For anyone fortunate enough to not remember or have had to live through the cultural graveyard known as the 90’s, you may not be familiar with Furbies. A 7 inch tall cluster of fur and electronics that was, for some inexplicable reason, subject to about as many outlandish conspiracy theories than the fucking Moon landing.
First though, it’s probably important to know why Furbies were the target of so many bizarre rumours and the answer is, quite plainly, people in the 90’s were fucking morons. At least in regards to their understanding of the capabilities and most importantly the limitations of technology. With many people back then believing that technology was akin to magic. Something that becomes apparent when you look at the kind of movies that were being made back then and what people were able to do with computers in them.
So what the fuck does this have to do with Furbies you ask? Well much of the advertising around the toy focused on the fact they could “learn” with ads claiming that eventually, if enough care was lavished upon a given Furby, they could even learn to speak and converse in full English.
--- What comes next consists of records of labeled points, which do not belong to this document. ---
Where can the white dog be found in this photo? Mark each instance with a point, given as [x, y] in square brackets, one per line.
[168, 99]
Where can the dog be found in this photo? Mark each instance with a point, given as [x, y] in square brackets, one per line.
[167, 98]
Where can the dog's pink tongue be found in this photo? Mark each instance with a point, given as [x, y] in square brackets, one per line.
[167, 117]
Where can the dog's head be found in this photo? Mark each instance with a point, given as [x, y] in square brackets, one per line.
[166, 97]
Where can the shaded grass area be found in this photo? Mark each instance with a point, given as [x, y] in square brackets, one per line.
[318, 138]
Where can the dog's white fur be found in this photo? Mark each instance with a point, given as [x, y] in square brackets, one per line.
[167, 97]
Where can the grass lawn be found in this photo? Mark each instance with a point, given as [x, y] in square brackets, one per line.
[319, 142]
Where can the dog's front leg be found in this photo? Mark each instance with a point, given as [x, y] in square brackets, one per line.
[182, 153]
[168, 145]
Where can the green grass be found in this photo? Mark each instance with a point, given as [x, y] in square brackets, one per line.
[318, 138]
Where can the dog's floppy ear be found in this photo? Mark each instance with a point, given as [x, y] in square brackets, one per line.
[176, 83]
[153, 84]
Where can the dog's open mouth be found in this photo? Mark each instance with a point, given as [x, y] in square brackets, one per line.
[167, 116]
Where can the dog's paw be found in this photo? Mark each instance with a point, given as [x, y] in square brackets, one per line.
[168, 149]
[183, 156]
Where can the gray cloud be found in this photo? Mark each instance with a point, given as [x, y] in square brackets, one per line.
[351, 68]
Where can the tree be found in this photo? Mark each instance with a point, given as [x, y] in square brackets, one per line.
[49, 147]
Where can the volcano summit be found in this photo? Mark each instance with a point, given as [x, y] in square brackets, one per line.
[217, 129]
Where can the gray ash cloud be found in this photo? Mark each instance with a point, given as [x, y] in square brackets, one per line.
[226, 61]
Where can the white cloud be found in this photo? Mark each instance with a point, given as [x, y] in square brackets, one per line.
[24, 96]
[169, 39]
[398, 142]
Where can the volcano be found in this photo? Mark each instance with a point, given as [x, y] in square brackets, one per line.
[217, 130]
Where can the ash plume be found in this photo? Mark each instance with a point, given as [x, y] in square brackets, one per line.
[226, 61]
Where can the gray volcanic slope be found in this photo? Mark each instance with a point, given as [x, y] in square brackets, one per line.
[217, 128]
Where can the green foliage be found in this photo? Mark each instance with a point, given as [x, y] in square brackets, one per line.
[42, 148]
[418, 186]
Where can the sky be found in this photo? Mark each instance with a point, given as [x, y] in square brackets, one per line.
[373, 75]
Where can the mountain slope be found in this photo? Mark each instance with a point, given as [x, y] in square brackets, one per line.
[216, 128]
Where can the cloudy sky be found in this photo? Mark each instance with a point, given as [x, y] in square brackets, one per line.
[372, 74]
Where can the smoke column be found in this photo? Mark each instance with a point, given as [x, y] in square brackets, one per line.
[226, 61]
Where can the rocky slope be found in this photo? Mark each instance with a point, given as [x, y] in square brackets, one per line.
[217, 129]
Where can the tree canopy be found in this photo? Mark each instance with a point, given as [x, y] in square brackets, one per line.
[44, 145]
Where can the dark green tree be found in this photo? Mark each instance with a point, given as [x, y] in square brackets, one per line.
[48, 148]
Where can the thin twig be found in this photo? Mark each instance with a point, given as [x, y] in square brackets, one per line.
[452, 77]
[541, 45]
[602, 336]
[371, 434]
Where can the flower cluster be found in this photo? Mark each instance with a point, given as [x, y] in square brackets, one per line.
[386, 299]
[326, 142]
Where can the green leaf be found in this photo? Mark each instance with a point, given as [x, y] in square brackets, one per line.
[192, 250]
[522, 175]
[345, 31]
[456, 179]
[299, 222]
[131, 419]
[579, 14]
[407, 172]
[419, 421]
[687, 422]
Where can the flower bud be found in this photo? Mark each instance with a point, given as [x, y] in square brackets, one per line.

Obviously this wasn’t the case and the truth of how Furbies worked is actually kinda genius. In short every Furby was programmed to know about 800 common English words and a handful of sentences the makers expected people to try and teach their new electronic pet like “I love you” or “hug me“. The smart part though is that Furbies weren’t programmed to use these words right away and on activation would only speak “Furbish“, a made-up language said to be the creature’s native tongue.
However, the more a given Furby was interacted with the more of these pre-programmed words would be unlocked, creating a pretty convincing illusion that they were learning. Something we say because Furbies were unilaterally banned from the fucking NSA out of fears they could be used to spy on the organisation.
For the curious, Furbies couldn’t record anything and in fact, weren’t even capable of “hearing” in a traditional sense, with the toys only containing a very basic sensor that would interpret any nearby sound as a beep. Prompting the toy to respond. Which is part of the reason why Furbies would sometimes seemingly “wake up” at night and start babbling. A behaviour that only served to feed into the narrative that the creatures were alive and, most importantly to the NSA, always on and always recording.
It gets better though because it wasn’t just the NSA who were scared of Furbies, with various airlines banning the toy outright from being brought onto their planes because they were worried the toy might gain sentience and crash the plane into the fucking ground or something. If you think that sounds insane, it’s worth noting that following the release of Furbies, the company that made them got a bunch of enquiries from news organisations to ask for comments on rumours the AI inside them could be developed to drive cars or, and we’re absolutely not making this up, whether the AI already inside a Furby could be repurposed to launch a space shuttle.
Amusingly, these stories ended up spooking the makers of the toy enough for the creator, Dave Hampton, to tear one apart with his bare hands like Hulk Hogan taking off a shirt to prove that they couldn’t record anything. Which is just, an amazing image and one we’re sure wouldn’t result in any AI that ultimately does arise having a grudge against humanity or anything.